Even in working market economies the choice for opulence is not inevitable. That was what "Wealth of Nations" is about. We have choices and often for various reasons we do not make them. Where race, religion and fanaticism get in the way we are prevented from making the correct choices that would bring greater resources from wealth creation that would feed and clothe the poorest citizens (Smith’s distributive justice).
Smith was quite pessimistic about the prospects for wealth creation. And wealth, remember for Smith (and I hope us), is not piles of money, gold, silver and other scarce goods. It is the annual produce available for distribution, acquired by the annual level earned by producing it. If it is not earned it is not produced and cannot be distributed, so that mothers can get clothes for their children.
No amount of despair, pleas and gnashing of teeth will make clothes available on a sustainable basis by any other method than society producing what it needs in Smithian markets. The ex-communist, and not so "ex" are proving this every month at present.
The tv each evening is full of pictures of people destroying the wealth creating means in country after country. "Burn, Burn and Burn again" is the mantra of the forces of destruction. Seeing shots of wee boys, ten or so, carrying grenade launchers and machine guns, and without doubt used to firing them with the aim of killing and maiming fellow citizens at the behest of war lords, is always depressing. I used to call this phenomenon “Man’s Avoidable Disasters” (MADs). The consequences are inevitable as they were long before in human history: people without food, clothing and shelter, let alone the decencies of life but with a surfeit of the brutalisation of human relationships that goes with it.
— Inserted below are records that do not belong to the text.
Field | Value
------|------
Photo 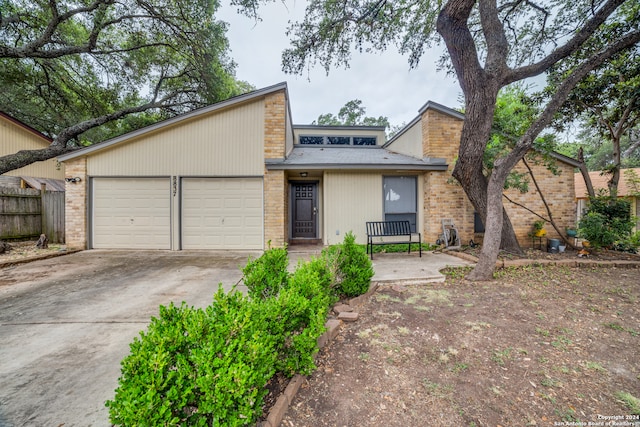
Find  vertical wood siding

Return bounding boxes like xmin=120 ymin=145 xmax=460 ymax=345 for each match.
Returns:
xmin=323 ymin=172 xmax=384 ymax=245
xmin=87 ymin=99 xmax=264 ymax=176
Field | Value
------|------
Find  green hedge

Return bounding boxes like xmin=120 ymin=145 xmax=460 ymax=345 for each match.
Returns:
xmin=106 ymin=236 xmax=373 ymax=427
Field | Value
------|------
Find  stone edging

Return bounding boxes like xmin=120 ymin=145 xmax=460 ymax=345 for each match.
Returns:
xmin=444 ymin=251 xmax=640 ymax=268
xmin=260 ymin=283 xmax=378 ymax=427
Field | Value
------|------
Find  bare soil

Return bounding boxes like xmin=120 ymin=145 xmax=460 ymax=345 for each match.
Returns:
xmin=281 ymin=251 xmax=640 ymax=427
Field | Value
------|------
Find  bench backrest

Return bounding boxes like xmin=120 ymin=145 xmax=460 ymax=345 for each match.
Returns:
xmin=367 ymin=221 xmax=411 ymax=236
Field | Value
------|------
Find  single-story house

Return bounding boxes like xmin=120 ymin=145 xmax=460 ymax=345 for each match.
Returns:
xmin=575 ymin=168 xmax=640 ymax=231
xmin=0 ymin=111 xmax=64 ymax=191
xmin=59 ymin=83 xmax=577 ymax=250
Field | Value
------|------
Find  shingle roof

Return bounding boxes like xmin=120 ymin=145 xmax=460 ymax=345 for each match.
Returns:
xmin=574 ymin=168 xmax=640 ymax=199
xmin=266 ymin=146 xmax=448 ymax=170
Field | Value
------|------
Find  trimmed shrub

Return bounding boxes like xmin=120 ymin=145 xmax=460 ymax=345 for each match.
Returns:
xmin=106 ymin=286 xmax=277 ymax=426
xmin=578 ymin=196 xmax=634 ymax=248
xmin=106 ymin=250 xmax=333 ymax=427
xmin=242 ymin=247 xmax=289 ymax=300
xmin=323 ymin=232 xmax=374 ymax=297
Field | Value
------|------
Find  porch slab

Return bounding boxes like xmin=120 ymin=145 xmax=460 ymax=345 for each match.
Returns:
xmin=289 ymin=246 xmax=475 ymax=285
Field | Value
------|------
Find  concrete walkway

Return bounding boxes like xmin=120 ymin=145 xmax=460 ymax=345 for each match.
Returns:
xmin=289 ymin=246 xmax=474 ymax=284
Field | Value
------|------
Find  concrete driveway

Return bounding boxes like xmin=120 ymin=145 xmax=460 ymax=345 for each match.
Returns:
xmin=0 ymin=250 xmax=468 ymax=427
xmin=0 ymin=250 xmax=259 ymax=427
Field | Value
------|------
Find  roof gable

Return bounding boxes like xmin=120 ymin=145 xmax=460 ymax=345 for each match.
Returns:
xmin=58 ymin=83 xmax=289 ymax=162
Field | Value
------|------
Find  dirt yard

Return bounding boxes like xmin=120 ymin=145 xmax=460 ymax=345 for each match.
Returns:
xmin=281 ymin=264 xmax=640 ymax=427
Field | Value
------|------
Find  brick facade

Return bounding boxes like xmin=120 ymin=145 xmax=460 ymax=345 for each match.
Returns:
xmin=421 ymin=109 xmax=474 ymax=244
xmin=504 ymin=160 xmax=576 ymax=247
xmin=421 ymin=109 xmax=576 ymax=247
xmin=64 ymin=157 xmax=88 ymax=249
xmin=264 ymin=91 xmax=289 ymax=249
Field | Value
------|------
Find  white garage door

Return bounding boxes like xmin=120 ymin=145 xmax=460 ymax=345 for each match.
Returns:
xmin=182 ymin=178 xmax=263 ymax=249
xmin=92 ymin=178 xmax=171 ymax=249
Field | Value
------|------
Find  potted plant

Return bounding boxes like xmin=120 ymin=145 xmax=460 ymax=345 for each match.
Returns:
xmin=533 ymin=220 xmax=547 ymax=237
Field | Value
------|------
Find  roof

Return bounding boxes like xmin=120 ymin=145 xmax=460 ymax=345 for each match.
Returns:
xmin=266 ymin=146 xmax=448 ymax=170
xmin=574 ymin=168 xmax=640 ymax=199
xmin=58 ymin=82 xmax=289 ymax=162
xmin=384 ymin=101 xmax=464 ymax=147
xmin=0 ymin=111 xmax=53 ymax=144
xmin=293 ymin=124 xmax=386 ymax=132
xmin=20 ymin=176 xmax=65 ymax=191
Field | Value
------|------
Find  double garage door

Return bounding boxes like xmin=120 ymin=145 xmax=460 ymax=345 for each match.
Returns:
xmin=91 ymin=178 xmax=263 ymax=250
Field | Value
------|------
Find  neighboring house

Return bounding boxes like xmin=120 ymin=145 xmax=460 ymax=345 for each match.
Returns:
xmin=60 ymin=83 xmax=577 ymax=250
xmin=0 ymin=111 xmax=64 ymax=191
xmin=574 ymin=168 xmax=640 ymax=231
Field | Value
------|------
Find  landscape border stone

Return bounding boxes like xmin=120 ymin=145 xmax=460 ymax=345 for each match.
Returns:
xmin=260 ymin=282 xmax=379 ymax=427
xmin=445 ymin=251 xmax=640 ymax=268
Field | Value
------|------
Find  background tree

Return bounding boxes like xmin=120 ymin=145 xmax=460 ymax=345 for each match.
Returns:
xmin=0 ymin=0 xmax=248 ymax=173
xmin=311 ymin=99 xmax=390 ymax=129
xmin=548 ymin=36 xmax=640 ymax=197
xmin=238 ymin=0 xmax=640 ymax=280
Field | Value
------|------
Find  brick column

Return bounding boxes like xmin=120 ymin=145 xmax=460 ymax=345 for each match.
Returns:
xmin=64 ymin=157 xmax=89 ymax=249
xmin=264 ymin=91 xmax=289 ymax=249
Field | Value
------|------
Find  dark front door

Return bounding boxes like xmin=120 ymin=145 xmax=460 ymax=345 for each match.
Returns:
xmin=291 ymin=182 xmax=318 ymax=239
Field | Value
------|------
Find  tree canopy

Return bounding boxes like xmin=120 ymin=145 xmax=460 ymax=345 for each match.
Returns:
xmin=312 ymin=99 xmax=390 ymax=129
xmin=547 ymin=4 xmax=640 ymax=197
xmin=237 ymin=0 xmax=640 ymax=280
xmin=0 ymin=0 xmax=248 ymax=173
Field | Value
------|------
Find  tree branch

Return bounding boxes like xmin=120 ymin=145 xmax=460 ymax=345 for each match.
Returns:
xmin=502 ymin=0 xmax=625 ymax=86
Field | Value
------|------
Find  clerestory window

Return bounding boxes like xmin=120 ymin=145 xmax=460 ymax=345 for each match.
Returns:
xmin=298 ymin=135 xmax=377 ymax=146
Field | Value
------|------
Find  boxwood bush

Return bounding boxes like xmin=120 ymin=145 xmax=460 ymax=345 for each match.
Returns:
xmin=106 ymin=239 xmax=373 ymax=427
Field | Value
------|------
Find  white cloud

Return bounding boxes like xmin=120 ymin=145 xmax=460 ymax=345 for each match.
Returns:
xmin=218 ymin=2 xmax=461 ymax=125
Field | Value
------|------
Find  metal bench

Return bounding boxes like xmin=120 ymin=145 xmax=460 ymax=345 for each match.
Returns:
xmin=367 ymin=221 xmax=422 ymax=259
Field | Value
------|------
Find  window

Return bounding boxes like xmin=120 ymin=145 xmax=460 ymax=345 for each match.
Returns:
xmin=327 ymin=136 xmax=351 ymax=145
xmin=298 ymin=135 xmax=378 ymax=146
xmin=383 ymin=176 xmax=418 ymax=232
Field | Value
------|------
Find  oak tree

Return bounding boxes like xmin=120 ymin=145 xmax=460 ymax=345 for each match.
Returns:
xmin=236 ymin=0 xmax=640 ymax=280
xmin=0 ymin=0 xmax=247 ymax=174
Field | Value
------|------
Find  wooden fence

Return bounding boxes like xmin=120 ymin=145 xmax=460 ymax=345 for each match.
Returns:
xmin=0 ymin=188 xmax=64 ymax=243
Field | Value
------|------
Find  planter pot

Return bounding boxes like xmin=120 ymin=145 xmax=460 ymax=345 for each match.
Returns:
xmin=534 ymin=228 xmax=547 ymax=237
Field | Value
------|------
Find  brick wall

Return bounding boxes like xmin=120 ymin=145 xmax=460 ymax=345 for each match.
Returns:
xmin=503 ymin=160 xmax=576 ymax=247
xmin=64 ymin=157 xmax=88 ymax=249
xmin=264 ymin=91 xmax=289 ymax=249
xmin=422 ymin=109 xmax=576 ymax=247
xmin=421 ymin=109 xmax=474 ymax=244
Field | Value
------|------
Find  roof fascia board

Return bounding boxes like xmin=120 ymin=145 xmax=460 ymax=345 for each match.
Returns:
xmin=266 ymin=163 xmax=449 ymax=171
xmin=58 ymin=82 xmax=289 ymax=162
xmin=293 ymin=124 xmax=386 ymax=132
xmin=418 ymin=101 xmax=464 ymax=120
xmin=382 ymin=116 xmax=422 ymax=148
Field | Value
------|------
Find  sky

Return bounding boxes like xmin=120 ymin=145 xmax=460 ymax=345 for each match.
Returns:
xmin=217 ymin=0 xmax=462 ymax=126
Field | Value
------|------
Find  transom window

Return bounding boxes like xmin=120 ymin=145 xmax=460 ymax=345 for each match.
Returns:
xmin=298 ymin=135 xmax=377 ymax=145
xmin=383 ymin=176 xmax=418 ymax=233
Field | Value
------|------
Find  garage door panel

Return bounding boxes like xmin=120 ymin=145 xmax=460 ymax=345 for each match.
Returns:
xmin=182 ymin=178 xmax=263 ymax=249
xmin=92 ymin=178 xmax=171 ymax=249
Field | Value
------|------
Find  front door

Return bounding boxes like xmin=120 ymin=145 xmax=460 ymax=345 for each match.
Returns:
xmin=291 ymin=182 xmax=318 ymax=239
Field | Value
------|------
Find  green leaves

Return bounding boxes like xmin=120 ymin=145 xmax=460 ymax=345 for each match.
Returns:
xmin=0 ymin=0 xmax=247 ymax=150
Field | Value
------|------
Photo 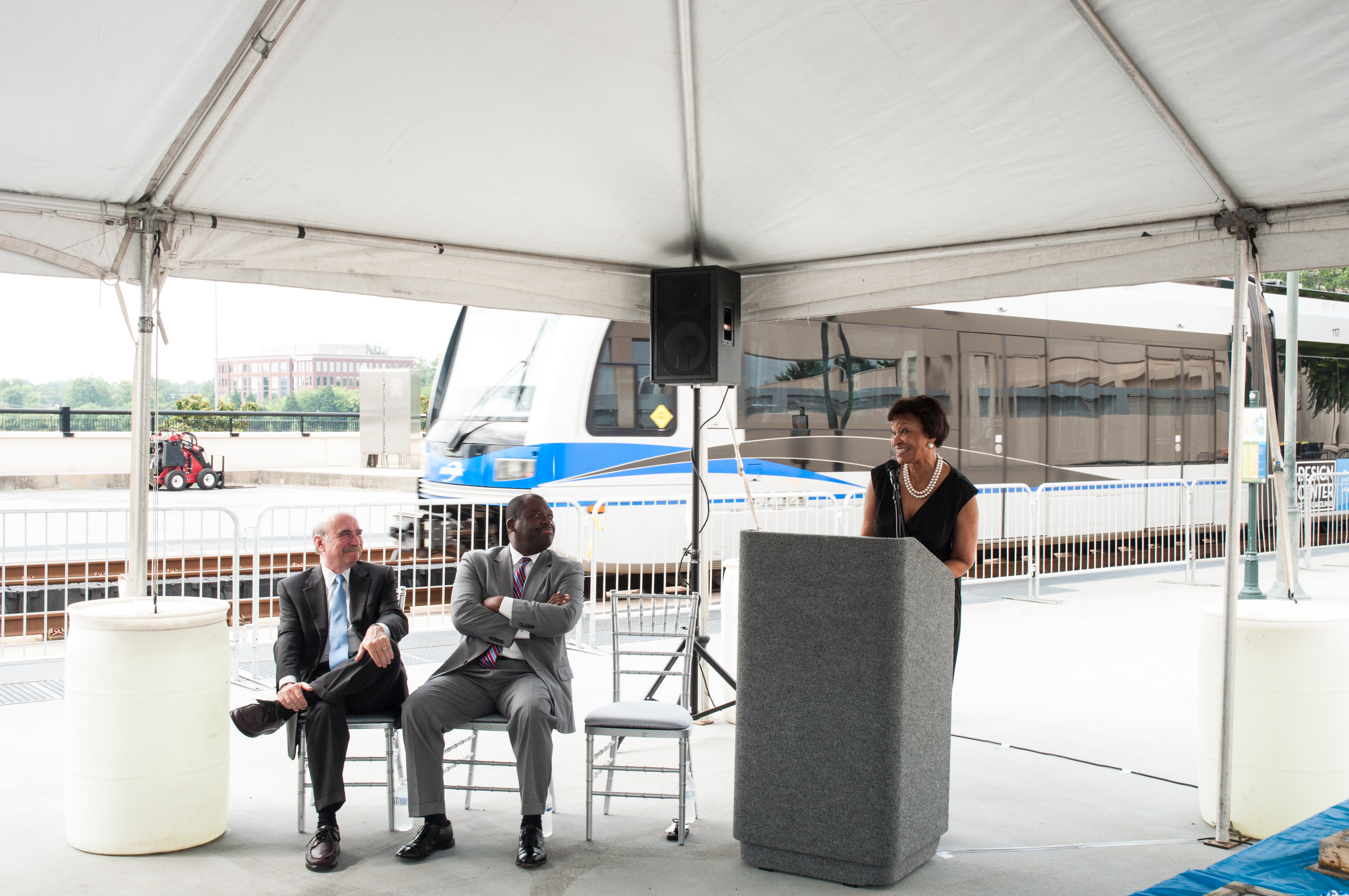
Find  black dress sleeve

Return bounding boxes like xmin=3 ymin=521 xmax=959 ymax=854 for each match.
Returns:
xmin=951 ymin=470 xmax=979 ymax=514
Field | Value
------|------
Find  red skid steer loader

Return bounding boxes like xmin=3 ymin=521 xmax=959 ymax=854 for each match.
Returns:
xmin=150 ymin=432 xmax=225 ymax=491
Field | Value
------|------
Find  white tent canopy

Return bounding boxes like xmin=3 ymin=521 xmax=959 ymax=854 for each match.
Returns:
xmin=0 ymin=0 xmax=1349 ymax=320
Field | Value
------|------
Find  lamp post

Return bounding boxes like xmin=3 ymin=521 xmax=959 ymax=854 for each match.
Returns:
xmin=1237 ymin=391 xmax=1265 ymax=601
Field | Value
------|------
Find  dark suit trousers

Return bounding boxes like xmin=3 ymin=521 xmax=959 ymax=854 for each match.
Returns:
xmin=305 ymin=644 xmax=406 ymax=808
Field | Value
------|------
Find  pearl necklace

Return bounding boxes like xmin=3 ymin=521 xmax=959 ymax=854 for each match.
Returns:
xmin=903 ymin=455 xmax=942 ymax=498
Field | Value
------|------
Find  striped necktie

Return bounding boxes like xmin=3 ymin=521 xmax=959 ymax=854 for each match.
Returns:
xmin=478 ymin=557 xmax=529 ymax=669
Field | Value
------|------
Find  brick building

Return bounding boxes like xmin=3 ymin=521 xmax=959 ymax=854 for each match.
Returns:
xmin=216 ymin=344 xmax=416 ymax=398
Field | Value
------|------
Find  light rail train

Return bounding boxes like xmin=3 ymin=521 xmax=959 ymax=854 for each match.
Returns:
xmin=421 ymin=281 xmax=1349 ymax=506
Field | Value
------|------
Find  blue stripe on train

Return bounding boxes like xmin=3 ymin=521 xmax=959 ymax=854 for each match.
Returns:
xmin=426 ymin=441 xmax=851 ymax=489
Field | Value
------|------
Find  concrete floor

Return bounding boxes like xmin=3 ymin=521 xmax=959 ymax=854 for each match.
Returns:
xmin=0 ymin=551 xmax=1349 ymax=896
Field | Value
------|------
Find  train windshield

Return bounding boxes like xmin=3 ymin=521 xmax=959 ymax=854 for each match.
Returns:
xmin=439 ymin=308 xmax=557 ymax=432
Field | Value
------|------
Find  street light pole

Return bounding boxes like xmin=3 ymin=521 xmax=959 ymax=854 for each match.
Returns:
xmin=1283 ymin=271 xmax=1304 ymax=599
xmin=1228 ymin=390 xmax=1265 ymax=601
xmin=127 ymin=215 xmax=155 ymax=598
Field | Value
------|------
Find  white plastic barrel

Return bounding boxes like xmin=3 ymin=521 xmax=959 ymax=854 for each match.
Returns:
xmin=711 ymin=557 xmax=741 ymax=725
xmin=65 ymin=598 xmax=229 ymax=855
xmin=1199 ymin=601 xmax=1349 ymax=838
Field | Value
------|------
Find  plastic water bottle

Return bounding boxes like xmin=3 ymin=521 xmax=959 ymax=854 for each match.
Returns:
xmin=394 ymin=781 xmax=413 ymax=831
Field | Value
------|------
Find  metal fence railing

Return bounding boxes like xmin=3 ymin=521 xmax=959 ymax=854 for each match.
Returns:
xmin=0 ymin=507 xmax=240 ymax=660
xmin=0 ymin=407 xmax=426 ymax=436
xmin=0 ymin=468 xmax=1349 ymax=664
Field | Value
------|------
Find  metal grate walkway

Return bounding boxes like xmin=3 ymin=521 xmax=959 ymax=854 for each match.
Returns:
xmin=0 ymin=679 xmax=66 ymax=706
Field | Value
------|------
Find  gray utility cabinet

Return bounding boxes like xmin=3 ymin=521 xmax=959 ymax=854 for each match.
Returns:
xmin=734 ymin=532 xmax=955 ymax=885
xmin=360 ymin=370 xmax=421 ymax=455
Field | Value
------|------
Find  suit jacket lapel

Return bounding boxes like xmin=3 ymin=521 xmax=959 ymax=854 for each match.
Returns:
xmin=347 ymin=563 xmax=370 ymax=631
xmin=305 ymin=567 xmax=328 ymax=645
xmin=496 ymin=548 xmax=515 ymax=598
xmin=521 ymin=551 xmax=553 ymax=601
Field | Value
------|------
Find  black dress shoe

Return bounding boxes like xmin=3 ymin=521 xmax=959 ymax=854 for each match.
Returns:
xmin=305 ymin=825 xmax=341 ymax=872
xmin=394 ymin=822 xmax=455 ymax=862
xmin=229 ymin=700 xmax=295 ymax=737
xmin=515 ymin=825 xmax=548 ymax=868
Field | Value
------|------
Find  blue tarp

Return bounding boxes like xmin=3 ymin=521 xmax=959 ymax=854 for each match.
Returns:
xmin=1133 ymin=800 xmax=1349 ymax=896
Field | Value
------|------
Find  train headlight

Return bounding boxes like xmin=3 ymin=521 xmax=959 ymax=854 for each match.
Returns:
xmin=492 ymin=457 xmax=534 ymax=482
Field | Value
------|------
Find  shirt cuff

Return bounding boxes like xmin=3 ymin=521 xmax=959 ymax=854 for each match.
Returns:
xmin=496 ymin=598 xmax=529 ymax=640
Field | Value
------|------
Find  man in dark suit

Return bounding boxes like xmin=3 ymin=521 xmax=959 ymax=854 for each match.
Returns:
xmin=398 ymin=494 xmax=583 ymax=868
xmin=229 ymin=513 xmax=407 ymax=871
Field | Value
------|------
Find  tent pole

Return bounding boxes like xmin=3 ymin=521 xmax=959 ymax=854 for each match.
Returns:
xmin=1214 ymin=231 xmax=1251 ymax=846
xmin=127 ymin=221 xmax=155 ymax=598
xmin=676 ymin=0 xmax=703 ymax=267
xmin=1068 ymin=0 xmax=1241 ymax=209
xmin=1279 ymin=271 xmax=1303 ymax=599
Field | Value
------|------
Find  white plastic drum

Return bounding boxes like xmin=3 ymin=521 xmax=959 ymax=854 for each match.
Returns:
xmin=65 ymin=598 xmax=229 ymax=855
xmin=1199 ymin=601 xmax=1349 ymax=838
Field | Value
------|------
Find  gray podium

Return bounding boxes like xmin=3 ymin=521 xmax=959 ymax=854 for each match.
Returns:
xmin=734 ymin=532 xmax=954 ymax=885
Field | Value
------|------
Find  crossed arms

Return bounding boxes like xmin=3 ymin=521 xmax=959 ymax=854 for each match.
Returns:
xmin=449 ymin=553 xmax=584 ymax=647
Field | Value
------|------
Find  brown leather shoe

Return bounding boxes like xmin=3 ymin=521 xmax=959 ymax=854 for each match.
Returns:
xmin=305 ymin=825 xmax=341 ymax=872
xmin=229 ymin=700 xmax=295 ymax=737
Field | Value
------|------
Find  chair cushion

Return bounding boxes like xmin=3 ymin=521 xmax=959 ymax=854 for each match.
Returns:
xmin=585 ymin=700 xmax=693 ymax=731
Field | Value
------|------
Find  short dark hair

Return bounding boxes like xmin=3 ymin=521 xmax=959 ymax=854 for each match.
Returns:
xmin=506 ymin=491 xmax=548 ymax=519
xmin=885 ymin=395 xmax=951 ymax=448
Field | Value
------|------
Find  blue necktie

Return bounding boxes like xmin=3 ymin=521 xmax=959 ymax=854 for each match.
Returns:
xmin=328 ymin=575 xmax=351 ymax=669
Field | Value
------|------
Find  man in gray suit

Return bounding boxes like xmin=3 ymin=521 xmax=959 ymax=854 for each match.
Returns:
xmin=398 ymin=494 xmax=584 ymax=868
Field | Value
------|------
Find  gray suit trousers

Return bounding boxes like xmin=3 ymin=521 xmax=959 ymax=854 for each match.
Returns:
xmin=403 ymin=657 xmax=554 ymax=818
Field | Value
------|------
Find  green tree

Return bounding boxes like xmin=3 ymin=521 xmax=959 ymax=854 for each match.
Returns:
xmin=65 ymin=377 xmax=112 ymax=407
xmin=297 ymin=386 xmax=340 ymax=412
xmin=1260 ymin=267 xmax=1349 ymax=293
xmin=773 ymin=360 xmax=824 ymax=383
xmin=0 ymin=379 xmax=42 ymax=407
xmin=413 ymin=355 xmax=444 ymax=398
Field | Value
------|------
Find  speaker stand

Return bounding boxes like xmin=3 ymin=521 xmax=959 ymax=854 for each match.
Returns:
xmin=687 ymin=386 xmax=709 ymax=715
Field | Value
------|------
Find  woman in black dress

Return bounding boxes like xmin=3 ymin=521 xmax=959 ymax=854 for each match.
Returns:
xmin=862 ymin=395 xmax=979 ymax=667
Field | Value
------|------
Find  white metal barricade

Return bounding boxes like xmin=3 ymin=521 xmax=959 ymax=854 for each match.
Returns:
xmin=244 ymin=501 xmax=591 ymax=680
xmin=0 ymin=507 xmax=240 ymax=660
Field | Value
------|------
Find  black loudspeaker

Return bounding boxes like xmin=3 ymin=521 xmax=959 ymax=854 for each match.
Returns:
xmin=652 ymin=265 xmax=741 ymax=386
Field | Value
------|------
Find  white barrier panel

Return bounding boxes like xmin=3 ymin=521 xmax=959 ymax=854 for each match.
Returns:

Adam Smith was conscious that after the Fall of the Roman Empire, western Europe suffered near on a thousand years of this kind of strife. It destroyed the commerce and the agriculture of Europe, impoverished most people and took a long slow period of local peace to bring about its revival. There is nothing inevitable about growth. It is so easy to destroy it, either by the ‘barbarians at the gate’ or by the self-willed destruction of the means to growth in fantastic experiments in ‘socialism’, ‘state regulation’ and ‘no growth’ economics by the wilder of the well meaning Greens.